New digital platforms are springing up and new-ish ones are finally opening up paid advertising, giving brands access to users who are creating and consuming content in novel ways. We take a look at the potential pitfalls and what type of content your ads could conceivably be sandwiched between.

With all kinds of digital developments landing this week (think along the lines of  the iOS 14 updates affecting Facebook and blockchain developments for marketers), I almost missed the meeting invite from a supplier announcing they had attained the veritable (digital) holy grail… An advertising partnership with TikTok which allowed for paid placements. A ripple of sheer excitement ran through my office skype group (strictly meme focused) and my office teams’ group (obviously far more serious). Collectively, we bandied about wild theories ranging from how paid placements would work, who would be first to get on the band-wagon and, of course, how the influencer / paid media partnerships would run.

Like any strategic digital planner worth her salt, I boned up on all the verified TikTok stats we had on hand before the meeting. Pretty gripping and at times surprising stuff. In South Africa there are well over 6-million users and the app is massively popular among all race groups. The majority of users are under 25, but a significant number are older than 25. It was SA’s second most downloaded social app on the Android Play Store and globally it has surpassed 1.5 billion downloads.

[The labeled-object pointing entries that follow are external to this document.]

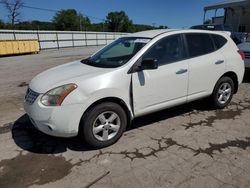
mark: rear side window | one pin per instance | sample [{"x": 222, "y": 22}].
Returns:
[
  {"x": 219, "y": 41},
  {"x": 199, "y": 44},
  {"x": 167, "y": 50}
]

As we all stampeded into our virtual teams meeting with the Golden Supplier of TikTok, I wondered what marvels would be revealed and quickly saw that TikTok ads function in a very similar way to the Facebook Family of Apps. An advertiser chooses an objective, opts-in to placements and uploads creative. Then the TikTok algorithm delivers results at the lowest possible rate. Standard stuff I hear you say, well, all the easier to take to it like a fish to water then.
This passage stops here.